The next frontier, shy of moving a team overseas, is for the league to have multiple non-U.S. games on the same day. I think that’s going to happen at some point. An “NFL: Around the World” showcase.
Melissa Jacobs: By 2022, Roger Goodell will fulfill his goal of a full-time franchise in London. This is a legacy play for the commissioner, so despite the inherent challenges, this gets done, even if the television contract is ultimately less than ideal from a financial perspective. (As of now, the league’s current deal with Sky Sports has been kept under wraps in terms of cost and revenue.)
Over the next six years, I believe the league adds to its schedule in London, perhaps even growing to an eight-game schedule to prep for the ebbs and flows of a permanent franchise’s home schedule. The league will never move its Thursday night marquee kickoff game to London but could add a second opening day game as an opening act of sorts to the main event. Teams involved have an extra three days to recover. Then the league moves up bye weeks to begin in Week 2 and schedules its London games accordingly. No traumatic effect on any particular team. That full slate of home games will at least mentally pave the way for a permanent franchise overseas, which will come from the current pool of teams and be called ...
The London Jaguars.
Bette Marston: As tempting as it is to envision the Jaguars and their international owner permanently across the pond, subjecting them to constant jet lag as they fly back and forth for games (or forcing them to spend long stints of the season in a hotel in the U.S., playing several away games in a row), it’s unlikely that the NFL will work out the logistics to fully support a team in another country. On top of that, the chances of a team willingly agreeing to play their home games in front of a crowd not incredibly familiar with the game is slim.
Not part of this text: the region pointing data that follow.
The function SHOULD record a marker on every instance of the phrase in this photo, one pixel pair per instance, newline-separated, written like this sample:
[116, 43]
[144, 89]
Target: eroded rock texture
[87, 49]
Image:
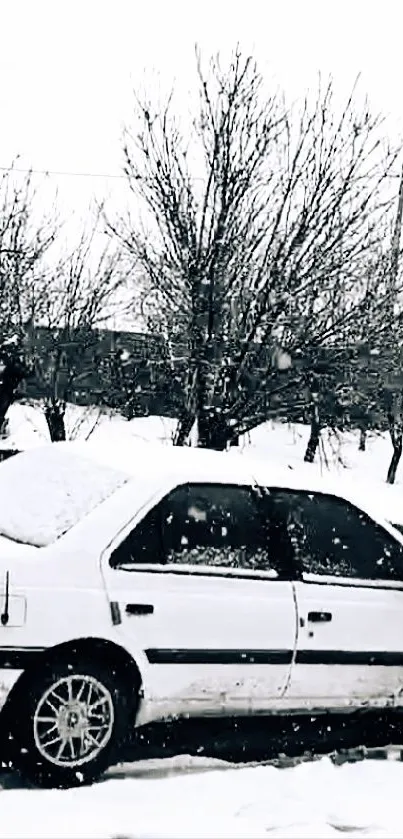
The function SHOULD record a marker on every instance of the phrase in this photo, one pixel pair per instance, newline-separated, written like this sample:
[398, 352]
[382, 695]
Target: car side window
[212, 525]
[332, 537]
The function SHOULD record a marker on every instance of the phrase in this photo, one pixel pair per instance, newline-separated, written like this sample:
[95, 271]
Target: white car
[163, 583]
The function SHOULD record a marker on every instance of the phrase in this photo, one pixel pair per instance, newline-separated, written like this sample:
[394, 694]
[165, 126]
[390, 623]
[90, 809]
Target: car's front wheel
[68, 724]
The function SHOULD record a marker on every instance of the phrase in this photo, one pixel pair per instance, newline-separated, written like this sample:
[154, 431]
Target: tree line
[256, 233]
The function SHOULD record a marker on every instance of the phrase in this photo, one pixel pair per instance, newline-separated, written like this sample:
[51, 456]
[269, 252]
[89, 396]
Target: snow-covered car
[160, 583]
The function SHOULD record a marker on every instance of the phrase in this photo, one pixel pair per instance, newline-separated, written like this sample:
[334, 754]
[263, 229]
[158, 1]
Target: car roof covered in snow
[46, 491]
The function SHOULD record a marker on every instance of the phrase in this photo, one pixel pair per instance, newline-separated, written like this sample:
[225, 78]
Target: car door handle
[139, 609]
[319, 617]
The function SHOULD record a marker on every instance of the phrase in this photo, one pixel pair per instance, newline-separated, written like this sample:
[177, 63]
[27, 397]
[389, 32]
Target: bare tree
[26, 237]
[262, 255]
[83, 292]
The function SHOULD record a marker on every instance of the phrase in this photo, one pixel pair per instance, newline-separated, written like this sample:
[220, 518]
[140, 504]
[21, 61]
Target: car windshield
[45, 492]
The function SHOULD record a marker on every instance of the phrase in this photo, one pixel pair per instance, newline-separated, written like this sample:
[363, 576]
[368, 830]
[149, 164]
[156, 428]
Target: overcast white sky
[67, 67]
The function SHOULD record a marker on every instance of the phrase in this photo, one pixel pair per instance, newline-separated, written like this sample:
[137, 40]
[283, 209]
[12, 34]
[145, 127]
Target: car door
[198, 592]
[350, 604]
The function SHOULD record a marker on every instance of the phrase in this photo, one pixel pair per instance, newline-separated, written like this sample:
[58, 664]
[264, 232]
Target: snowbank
[195, 797]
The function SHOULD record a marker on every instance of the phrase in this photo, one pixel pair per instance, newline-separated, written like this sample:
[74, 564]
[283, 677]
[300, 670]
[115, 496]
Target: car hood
[9, 549]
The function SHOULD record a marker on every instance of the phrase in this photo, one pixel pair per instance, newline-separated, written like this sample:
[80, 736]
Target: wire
[61, 173]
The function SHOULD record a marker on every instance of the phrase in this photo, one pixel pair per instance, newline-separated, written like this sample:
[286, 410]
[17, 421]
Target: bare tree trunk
[396, 436]
[13, 374]
[185, 424]
[397, 453]
[363, 440]
[214, 432]
[314, 436]
[55, 414]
However, it’s no secret that Roger Goodell has money on the mind, and placing games all across Europe will reap benefits. Not only will regular-season NFL games continue to be played in London, but they’ll be scheduled all across Europe by the end of this decade. Paris, Berlin and Madrid, just to name a few, will be among the NFL’s top target cities.
In 2022, the first NFL game in South America will be on the schedule, held in Rio de Janeiro at the Maracanã stadium, the location of the 2014 World Cup final.
Eric Single: The same snarky comments follow the NFL’s schedule release ceremony almost every year: “We’re sending those sorry teams to London? What’d England ever do to us?” And while the constant presence of the Jaguars certainly messes with the curve, the sentiment should be a big hurdle for the NFL in the next seven years, no matter where in the world it takes its product.
Of the 12 London games played so far, only half ended within 10-point margins, and far fewer than that were generally praised for their quality of play. At some point between now and 2022, you would think the novelty of NFL football on European soil will wear off as international fans realize the huge gap between the pillow fight they see a handful of times a year in person and the sharp drama of the league’s best games on a weekly basis. Relocating the Jaguars may not do much to counter that generalization.
Did the league get a little unlucky when the Dolphins, Lions and Chiefs nosedived to start this season? Sure. But part of this series involves playing the lottery on which games will deliver on their stated billing, and the series organizers don’t seem like they’ve been trying too hard to draw up the type of canned intrigue America gets on most of its primetime NFL broadcasts.
Don't be surprised if the NFL pushes to send defending Super Bowl champions or pairs of marquee quarterbacks more consistently to try to keep the momentum going in international games down the road. By 2022, I expect to see the league rolling the dice with matchups on par with today’s Patriots–Colts or Ravens–Steelers tilts. They might still turn out to be ugly games, but the league will get points for trying.